The concept of template is somewhat obscure - and I for one always have a nagging feeling that I could be missing/misunderstanding something about it. Let's start with the definition:
Template: A DNA/RNA sequence part of which is sequenced on a sequencing machine or assembled from raw sequences.
I think this is far from being an optimal. In that single sentence there are a lots of undefined concepts that don't help at all: sequencing machines, sequencing process, raw sequences and assembly. Those just muddy the water. In my mind the correct definition would be:
Template: A DNA/RNA sequence from which one or more parts will be represented in the file.
Then let's move on, the SAM spec says:
Read: A raw sequence that comes off a sequencing machine. A read may consist of multiple segments. For sequencing data, reads are indexed by the order in which they are sequenced.
I think this is could do with clarifications as well. What happens here is that concept of segment is conflated with the concept of alignment. A read does not actually consist of multiple segments. The full sequence of a read read may be aligned to produce different locally aligned regions and the sequence for these aligned regions will be called a segment. The key here is that a read will not a-priory consist of segments as stated above! The presence or absence of segments will depend solely on the aligner.

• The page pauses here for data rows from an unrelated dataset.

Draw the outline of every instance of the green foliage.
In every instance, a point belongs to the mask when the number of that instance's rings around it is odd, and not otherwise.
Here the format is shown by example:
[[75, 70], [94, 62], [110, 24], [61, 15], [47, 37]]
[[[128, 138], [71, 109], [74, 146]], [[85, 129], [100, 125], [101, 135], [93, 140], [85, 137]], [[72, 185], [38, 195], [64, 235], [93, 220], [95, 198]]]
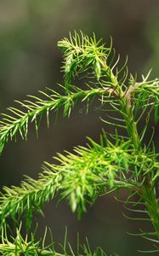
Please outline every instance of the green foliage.
[[[99, 195], [121, 189], [129, 191], [126, 201], [127, 208], [134, 214], [125, 214], [128, 219], [139, 222], [149, 221], [153, 232], [142, 230], [135, 236], [142, 236], [152, 242], [149, 252], [159, 252], [159, 212], [157, 179], [159, 176], [158, 154], [153, 144], [153, 133], [147, 144], [145, 137], [151, 115], [155, 122], [159, 120], [159, 79], [149, 80], [149, 75], [142, 76], [137, 82], [128, 73], [127, 60], [117, 68], [119, 57], [115, 61], [115, 50], [95, 38], [82, 32], [58, 43], [64, 55], [65, 85], [60, 85], [63, 93], [47, 89], [40, 91], [39, 96], [29, 96], [24, 102], [17, 102], [19, 107], [9, 108], [0, 122], [0, 151], [2, 153], [9, 140], [17, 137], [27, 139], [29, 123], [35, 122], [37, 133], [40, 121], [45, 114], [48, 126], [49, 113], [54, 111], [58, 117], [70, 117], [77, 101], [84, 102], [87, 112], [91, 102], [97, 98], [99, 110], [105, 111], [105, 119], [100, 119], [115, 127], [115, 135], [105, 131], [100, 136], [99, 143], [88, 138], [86, 147], [77, 146], [73, 153], [58, 154], [54, 159], [59, 164], [44, 162], [39, 178], [26, 177], [20, 187], [4, 187], [0, 195], [0, 227], [2, 229], [2, 255], [106, 255], [100, 248], [94, 252], [88, 244], [82, 247], [82, 253], [74, 253], [65, 246], [62, 253], [56, 253], [51, 247], [42, 247], [35, 242], [34, 236], [28, 241], [17, 228], [15, 238], [8, 238], [9, 218], [15, 225], [26, 218], [27, 230], [30, 230], [34, 212], [42, 212], [44, 203], [51, 201], [54, 195], [60, 200], [65, 199], [72, 212], [81, 218], [88, 205], [93, 204]], [[91, 79], [85, 89], [72, 84], [72, 80], [85, 73]], [[116, 115], [117, 114], [117, 115]], [[139, 131], [139, 125], [145, 122]], [[122, 136], [122, 131], [127, 136]], [[135, 197], [134, 197], [135, 195]], [[135, 201], [134, 198], [138, 198]], [[120, 198], [118, 198], [120, 201]], [[139, 217], [140, 213], [143, 217]], [[6, 228], [7, 227], [7, 228]], [[155, 247], [153, 248], [153, 246]], [[149, 253], [145, 251], [145, 253]]]

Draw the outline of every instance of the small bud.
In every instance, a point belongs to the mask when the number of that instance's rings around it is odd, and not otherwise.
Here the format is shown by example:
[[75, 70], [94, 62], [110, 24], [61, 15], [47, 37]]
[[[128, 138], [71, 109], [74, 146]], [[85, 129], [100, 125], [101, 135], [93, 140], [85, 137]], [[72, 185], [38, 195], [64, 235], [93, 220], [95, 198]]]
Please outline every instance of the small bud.
[[95, 71], [96, 79], [99, 81], [101, 76], [101, 67], [98, 61], [95, 61], [94, 71]]

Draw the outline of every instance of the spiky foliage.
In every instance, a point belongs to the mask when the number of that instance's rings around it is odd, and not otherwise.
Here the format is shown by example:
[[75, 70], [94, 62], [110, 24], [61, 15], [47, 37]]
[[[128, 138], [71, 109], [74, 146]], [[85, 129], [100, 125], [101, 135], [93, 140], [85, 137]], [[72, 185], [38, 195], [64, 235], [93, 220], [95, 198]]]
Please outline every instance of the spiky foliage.
[[[20, 108], [9, 108], [11, 113], [4, 113], [0, 125], [0, 151], [18, 133], [26, 139], [29, 122], [35, 121], [37, 132], [44, 113], [48, 125], [50, 111], [58, 114], [61, 109], [64, 117], [69, 117], [77, 101], [85, 102], [88, 111], [95, 97], [99, 102], [99, 110], [105, 113], [101, 120], [115, 126], [115, 135], [108, 136], [104, 131], [100, 143], [89, 139], [87, 147], [78, 146], [74, 153], [58, 154], [55, 159], [59, 164], [45, 162], [38, 180], [26, 177], [20, 187], [4, 187], [0, 197], [1, 227], [6, 224], [8, 217], [14, 222], [16, 219], [17, 223], [17, 219], [26, 216], [29, 229], [33, 212], [41, 212], [42, 206], [55, 194], [60, 199], [65, 198], [71, 210], [77, 211], [80, 217], [86, 211], [87, 204], [94, 203], [99, 195], [126, 189], [129, 196], [122, 203], [135, 216], [125, 216], [150, 221], [153, 231], [141, 230], [138, 235], [151, 241], [155, 244], [152, 251], [159, 252], [156, 246], [159, 242], [158, 154], [153, 145], [153, 134], [148, 144], [144, 143], [151, 114], [155, 113], [155, 122], [159, 119], [159, 79], [148, 80], [148, 73], [138, 82], [137, 78], [128, 74], [127, 61], [118, 69], [119, 57], [115, 61], [112, 42], [105, 46], [101, 40], [96, 40], [94, 35], [88, 38], [82, 32], [75, 32], [69, 39], [65, 38], [60, 41], [58, 46], [64, 55], [65, 85], [60, 85], [63, 94], [48, 89], [46, 92], [40, 91], [42, 96], [29, 96], [27, 100], [18, 102]], [[91, 77], [86, 89], [72, 84], [72, 79], [82, 73], [88, 80]], [[138, 126], [141, 120], [145, 125], [140, 131]], [[122, 130], [127, 136], [122, 135]], [[139, 199], [137, 201], [134, 195]], [[141, 212], [145, 216], [138, 217]], [[4, 240], [3, 244], [5, 244]], [[2, 247], [14, 249], [11, 243], [7, 244]], [[85, 247], [83, 248], [85, 255], [99, 255], [99, 253], [105, 255], [103, 251], [91, 254]], [[71, 254], [73, 253], [71, 251]]]
[[[75, 251], [72, 249], [71, 244], [67, 241], [67, 231], [65, 231], [64, 243], [60, 244], [60, 252], [57, 252], [54, 248], [54, 242], [53, 241], [53, 235], [50, 231], [51, 243], [48, 246], [45, 246], [45, 240], [47, 236], [48, 230], [46, 228], [43, 240], [35, 241], [35, 232], [30, 235], [30, 241], [28, 234], [25, 238], [20, 234], [20, 229], [16, 229], [15, 238], [7, 235], [6, 228], [2, 230], [2, 243], [0, 243], [1, 255], [3, 256], [69, 256], [69, 255], [86, 255], [86, 256], [106, 256], [106, 253], [100, 247], [97, 247], [95, 250], [91, 250], [88, 241], [86, 239], [86, 243], [80, 246], [79, 241], [77, 241], [77, 249]], [[84, 254], [83, 254], [84, 253]], [[116, 254], [114, 256], [117, 256]]]

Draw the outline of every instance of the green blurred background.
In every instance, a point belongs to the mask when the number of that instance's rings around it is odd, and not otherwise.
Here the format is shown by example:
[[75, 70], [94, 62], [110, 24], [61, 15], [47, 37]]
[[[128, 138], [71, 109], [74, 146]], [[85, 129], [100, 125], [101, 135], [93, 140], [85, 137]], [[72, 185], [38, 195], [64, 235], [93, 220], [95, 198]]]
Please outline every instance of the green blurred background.
[[[88, 35], [94, 32], [106, 42], [112, 36], [121, 61], [128, 55], [131, 73], [145, 74], [153, 67], [151, 76], [157, 76], [158, 0], [0, 0], [1, 112], [14, 104], [14, 99], [22, 100], [45, 86], [56, 88], [58, 83], [62, 84], [62, 57], [56, 45], [75, 29]], [[56, 152], [84, 145], [87, 136], [98, 140], [105, 124], [94, 109], [87, 116], [84, 110], [79, 105], [69, 120], [60, 119], [56, 125], [52, 114], [49, 130], [44, 120], [38, 140], [31, 125], [27, 143], [20, 138], [16, 143], [9, 143], [0, 158], [1, 186], [20, 184], [24, 174], [37, 177], [43, 160], [52, 161]], [[87, 236], [93, 247], [101, 246], [108, 254], [135, 256], [139, 255], [136, 249], [148, 247], [146, 241], [126, 234], [135, 231], [138, 225], [122, 217], [123, 207], [113, 196], [98, 199], [80, 221], [65, 202], [58, 207], [56, 203], [43, 207], [45, 218], [35, 217], [40, 223], [38, 237], [48, 225], [54, 240], [61, 241], [67, 226], [72, 244], [78, 231], [82, 241]]]

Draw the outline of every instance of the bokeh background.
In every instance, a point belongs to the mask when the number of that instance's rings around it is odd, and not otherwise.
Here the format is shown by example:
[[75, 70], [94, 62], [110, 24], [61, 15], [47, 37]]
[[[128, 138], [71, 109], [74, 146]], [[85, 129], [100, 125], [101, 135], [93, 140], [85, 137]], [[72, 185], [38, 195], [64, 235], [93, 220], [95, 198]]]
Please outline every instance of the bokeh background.
[[[88, 35], [94, 32], [106, 42], [112, 36], [121, 61], [128, 55], [132, 73], [145, 74], [153, 67], [151, 76], [158, 75], [158, 0], [0, 0], [1, 112], [26, 94], [62, 84], [62, 57], [56, 45], [75, 29]], [[70, 119], [54, 120], [53, 114], [49, 130], [42, 123], [38, 140], [31, 125], [27, 143], [19, 137], [16, 143], [8, 143], [0, 158], [1, 187], [20, 184], [24, 174], [37, 177], [43, 160], [52, 161], [56, 152], [85, 145], [87, 136], [98, 140], [102, 127], [107, 129], [99, 113], [91, 109], [86, 116], [82, 106]], [[35, 218], [40, 223], [38, 237], [48, 225], [54, 240], [62, 241], [67, 226], [71, 243], [76, 244], [79, 232], [82, 241], [87, 236], [93, 247], [101, 246], [109, 255], [139, 255], [136, 249], [148, 247], [146, 241], [126, 234], [138, 226], [122, 217], [123, 207], [113, 196], [98, 199], [82, 220], [65, 202], [56, 203], [43, 207], [45, 218]]]

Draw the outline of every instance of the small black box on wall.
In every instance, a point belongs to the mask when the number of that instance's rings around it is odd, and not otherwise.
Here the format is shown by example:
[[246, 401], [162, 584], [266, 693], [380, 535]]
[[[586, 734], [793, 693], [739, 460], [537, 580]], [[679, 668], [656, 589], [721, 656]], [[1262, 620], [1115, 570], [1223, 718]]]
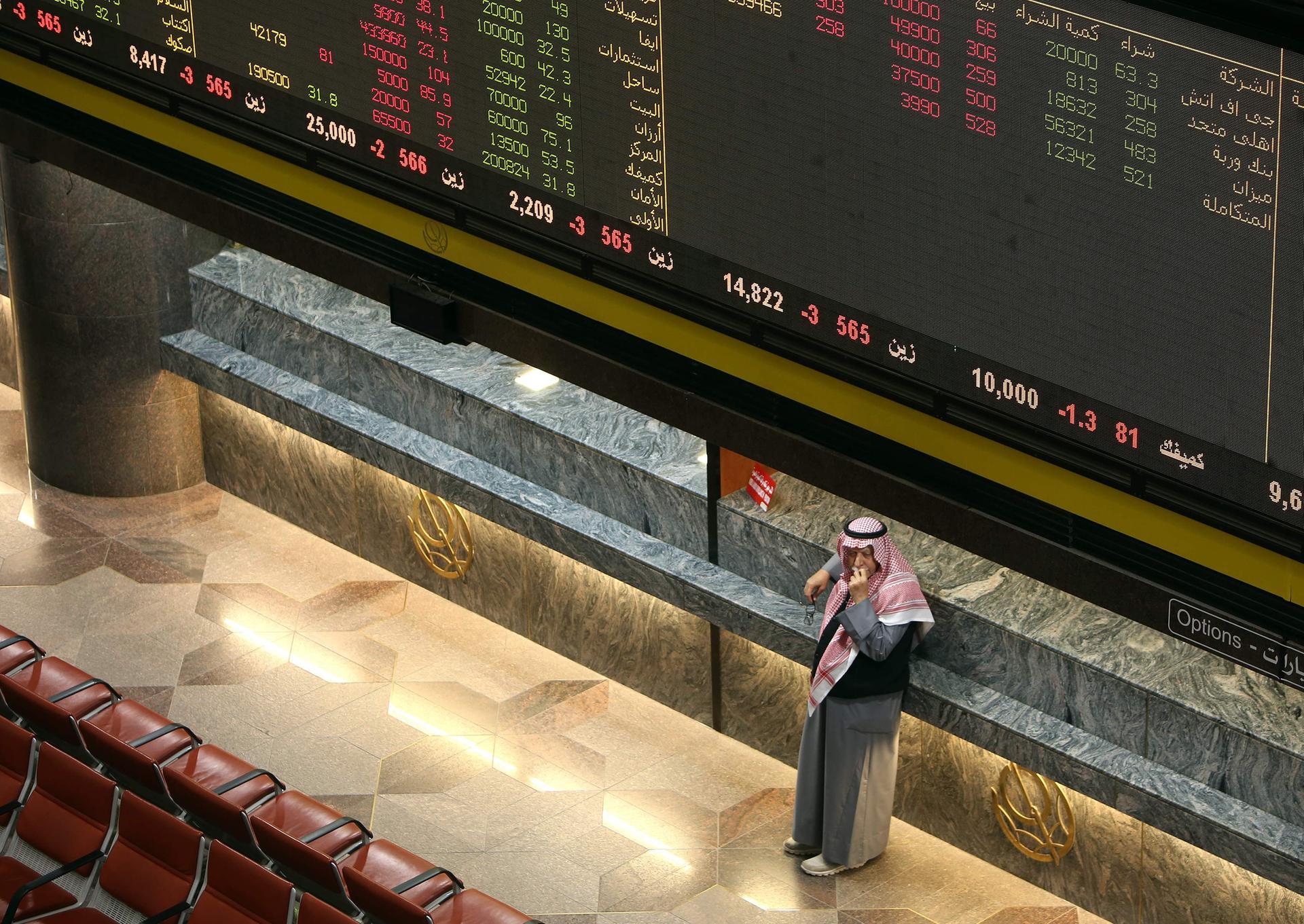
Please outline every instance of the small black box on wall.
[[458, 327], [456, 300], [416, 283], [390, 285], [390, 323], [438, 343], [468, 343]]

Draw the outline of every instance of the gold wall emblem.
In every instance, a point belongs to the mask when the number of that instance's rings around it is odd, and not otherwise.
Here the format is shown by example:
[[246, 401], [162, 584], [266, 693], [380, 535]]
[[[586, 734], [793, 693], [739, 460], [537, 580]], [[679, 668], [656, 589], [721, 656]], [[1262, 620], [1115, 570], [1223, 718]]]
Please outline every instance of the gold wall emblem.
[[466, 577], [475, 558], [475, 546], [471, 527], [459, 507], [437, 494], [420, 491], [412, 502], [408, 532], [430, 571], [452, 580]]
[[1059, 865], [1073, 850], [1073, 807], [1055, 781], [1011, 761], [991, 787], [991, 807], [1000, 830], [1030, 860]]

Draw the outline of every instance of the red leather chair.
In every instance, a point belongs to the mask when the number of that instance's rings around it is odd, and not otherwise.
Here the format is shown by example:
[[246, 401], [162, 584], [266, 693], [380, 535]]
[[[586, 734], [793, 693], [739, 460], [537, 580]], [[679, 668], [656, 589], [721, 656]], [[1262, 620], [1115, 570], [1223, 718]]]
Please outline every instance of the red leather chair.
[[136, 700], [124, 700], [106, 680], [93, 678], [61, 658], [43, 658], [18, 674], [0, 679], [9, 706], [33, 731], [70, 753], [94, 757], [85, 729], [107, 738], [140, 740], [155, 760], [167, 760], [193, 747], [193, 735], [170, 723]]
[[33, 661], [46, 657], [46, 650], [25, 635], [0, 626], [0, 674], [12, 674]]
[[17, 674], [0, 674], [0, 693], [37, 735], [77, 753], [85, 753], [77, 719], [123, 699], [107, 682], [63, 658], [42, 658]]
[[186, 924], [288, 924], [293, 898], [289, 882], [214, 841], [207, 881]]
[[0, 843], [13, 811], [26, 801], [37, 781], [37, 736], [0, 718]]
[[286, 791], [269, 770], [203, 744], [164, 766], [163, 779], [192, 822], [259, 861], [266, 859], [249, 828], [249, 812]]
[[[194, 904], [203, 837], [180, 818], [123, 794], [117, 839], [86, 907], [60, 911], [51, 924], [116, 924], [125, 904], [153, 924], [176, 921]], [[111, 899], [111, 901], [106, 901]], [[115, 920], [107, 911], [119, 911]]]
[[[143, 730], [155, 721], [163, 723]], [[133, 700], [123, 700], [77, 726], [86, 751], [107, 773], [170, 812], [179, 811], [163, 779], [163, 764], [183, 751], [198, 748], [203, 744], [202, 738], [184, 725], [150, 713]]]
[[319, 898], [304, 895], [299, 902], [299, 919], [296, 924], [357, 924], [357, 921], [343, 911], [338, 911]]
[[[3, 924], [85, 901], [116, 815], [113, 781], [57, 748], [42, 747], [37, 787], [18, 811], [0, 856], [0, 902], [7, 903]], [[27, 861], [55, 869], [42, 876]]]
[[539, 924], [390, 841], [340, 863], [348, 895], [377, 924]]
[[351, 914], [356, 911], [333, 858], [349, 854], [372, 839], [361, 821], [343, 817], [330, 805], [289, 790], [250, 812], [249, 825], [258, 848], [282, 874], [336, 907]]

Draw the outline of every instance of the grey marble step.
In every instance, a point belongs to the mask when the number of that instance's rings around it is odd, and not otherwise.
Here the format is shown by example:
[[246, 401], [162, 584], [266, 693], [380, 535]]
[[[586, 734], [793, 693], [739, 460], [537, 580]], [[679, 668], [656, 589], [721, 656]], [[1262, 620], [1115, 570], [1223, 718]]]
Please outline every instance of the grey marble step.
[[[173, 373], [689, 614], [807, 663], [815, 627], [780, 593], [198, 331], [164, 338]], [[1294, 890], [1304, 830], [1077, 725], [917, 658], [910, 714]], [[922, 785], [927, 785], [923, 781]]]
[[[721, 500], [720, 564], [795, 601], [857, 511], [776, 481], [768, 511], [745, 491]], [[1304, 692], [880, 519], [938, 616], [931, 662], [1304, 825]]]
[[527, 366], [390, 325], [389, 308], [248, 249], [192, 270], [194, 328], [698, 555], [702, 439]]

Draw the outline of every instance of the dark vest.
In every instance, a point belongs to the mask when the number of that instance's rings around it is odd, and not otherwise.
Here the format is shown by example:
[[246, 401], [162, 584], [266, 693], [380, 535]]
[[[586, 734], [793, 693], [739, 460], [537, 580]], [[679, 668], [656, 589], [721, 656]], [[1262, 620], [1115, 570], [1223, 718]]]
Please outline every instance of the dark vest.
[[[842, 609], [846, 609], [846, 603], [842, 603]], [[833, 641], [833, 633], [837, 632], [838, 627], [837, 619], [829, 619], [828, 626], [820, 633], [819, 645], [815, 648], [815, 662], [811, 666], [812, 671], [819, 666], [819, 659], [824, 657], [824, 649]], [[875, 661], [865, 652], [857, 653], [846, 674], [833, 684], [833, 689], [828, 695], [838, 700], [859, 700], [866, 696], [900, 693], [910, 684], [910, 644], [913, 640], [914, 623], [910, 623], [905, 635], [901, 636], [901, 641], [883, 661]]]

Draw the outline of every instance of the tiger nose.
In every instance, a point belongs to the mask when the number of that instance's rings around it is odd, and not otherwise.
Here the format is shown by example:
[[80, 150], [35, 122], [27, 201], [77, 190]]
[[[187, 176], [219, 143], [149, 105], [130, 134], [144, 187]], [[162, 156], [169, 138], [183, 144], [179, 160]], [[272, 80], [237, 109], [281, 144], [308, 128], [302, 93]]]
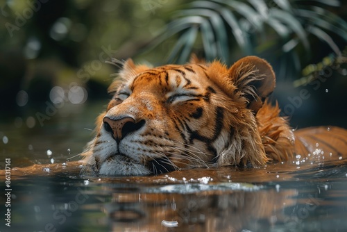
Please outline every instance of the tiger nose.
[[103, 122], [105, 131], [111, 133], [118, 142], [126, 135], [139, 130], [144, 124], [144, 120], [135, 123], [135, 119], [130, 117], [124, 117], [119, 119], [105, 117]]

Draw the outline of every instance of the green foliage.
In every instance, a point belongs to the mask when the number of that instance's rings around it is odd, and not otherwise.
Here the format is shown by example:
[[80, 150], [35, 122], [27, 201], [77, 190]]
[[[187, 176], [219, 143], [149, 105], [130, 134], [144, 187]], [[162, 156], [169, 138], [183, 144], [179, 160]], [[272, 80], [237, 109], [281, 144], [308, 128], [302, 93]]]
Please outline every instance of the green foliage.
[[[287, 76], [289, 69], [301, 71], [305, 60], [298, 58], [314, 54], [316, 46], [341, 56], [334, 38], [347, 41], [347, 23], [330, 10], [340, 4], [337, 0], [195, 1], [177, 10], [151, 45], [177, 36], [167, 63], [185, 63], [194, 51], [203, 51], [208, 61], [226, 63], [250, 54], [271, 57], [287, 67], [282, 74]], [[312, 45], [316, 38], [319, 44]]]

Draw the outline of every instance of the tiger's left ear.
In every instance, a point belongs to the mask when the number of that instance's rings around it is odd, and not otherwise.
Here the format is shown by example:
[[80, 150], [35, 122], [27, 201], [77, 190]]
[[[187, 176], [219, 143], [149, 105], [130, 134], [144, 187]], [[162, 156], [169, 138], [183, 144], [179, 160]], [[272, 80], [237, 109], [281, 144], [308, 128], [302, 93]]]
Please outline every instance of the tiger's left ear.
[[272, 67], [257, 56], [246, 56], [237, 61], [228, 70], [237, 97], [244, 97], [247, 108], [255, 113], [265, 99], [273, 91], [276, 77]]
[[271, 66], [257, 56], [243, 58], [230, 69], [214, 61], [208, 67], [208, 74], [228, 96], [246, 101], [247, 108], [255, 113], [276, 85]]
[[257, 113], [276, 85], [275, 73], [265, 60], [246, 56], [237, 61], [228, 70], [239, 94], [248, 101], [247, 107]]

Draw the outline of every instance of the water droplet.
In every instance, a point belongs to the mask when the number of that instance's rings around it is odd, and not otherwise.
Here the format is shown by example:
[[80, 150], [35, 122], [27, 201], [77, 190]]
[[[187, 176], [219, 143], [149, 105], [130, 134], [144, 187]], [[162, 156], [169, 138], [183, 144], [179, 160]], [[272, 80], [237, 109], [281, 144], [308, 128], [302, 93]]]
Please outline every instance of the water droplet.
[[40, 208], [40, 206], [34, 206], [34, 211], [35, 211], [35, 213], [40, 213], [40, 212], [41, 212], [41, 208]]
[[162, 225], [165, 226], [165, 227], [177, 227], [178, 226], [178, 222], [177, 221], [166, 221], [166, 220], [162, 220]]
[[7, 143], [8, 142], [8, 138], [7, 138], [7, 136], [6, 136], [6, 135], [5, 135], [5, 136], [3, 136], [3, 137], [2, 138], [2, 142], [3, 142], [4, 144], [7, 144]]

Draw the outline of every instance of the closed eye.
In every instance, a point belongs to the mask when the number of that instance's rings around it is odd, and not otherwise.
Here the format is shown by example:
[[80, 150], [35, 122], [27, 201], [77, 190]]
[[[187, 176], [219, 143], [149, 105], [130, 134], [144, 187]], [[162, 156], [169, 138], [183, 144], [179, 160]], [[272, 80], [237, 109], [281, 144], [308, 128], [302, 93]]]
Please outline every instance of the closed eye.
[[115, 99], [119, 99], [121, 101], [124, 101], [128, 97], [129, 97], [130, 94], [128, 92], [117, 92], [113, 97]]

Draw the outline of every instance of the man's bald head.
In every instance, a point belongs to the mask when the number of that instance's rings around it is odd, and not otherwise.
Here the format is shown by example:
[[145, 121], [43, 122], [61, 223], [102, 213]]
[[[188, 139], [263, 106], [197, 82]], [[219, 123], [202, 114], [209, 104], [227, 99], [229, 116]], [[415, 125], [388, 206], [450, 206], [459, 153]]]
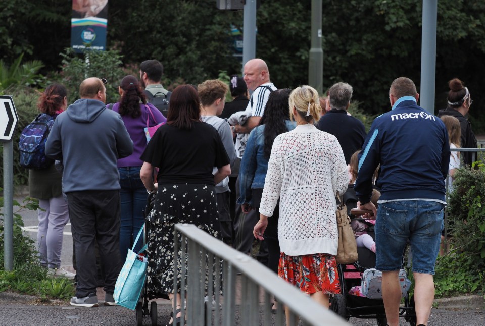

Now what does not help is that even though the segments were defined relative to a read in the rest of the spec segments are almost always discussed relative to the template: for example "next segment in the template". This can make reading the spec very confusing.
My mental model hierarchy is the following:
- Template --> The DNA fragment that was measured
- Reads --> Depending on the methodology a template may produce one or more reads. These reads may cover the entire template or just a subsection of it. Reads originating from the same template typically cover different parts of the template, and, may represent the template itself or the reverse complement of it.
- Segments --> Each read may produce one or more alignments that in turn will have aligned regions called segments. From these segments it may be possible the infer the size of the original template.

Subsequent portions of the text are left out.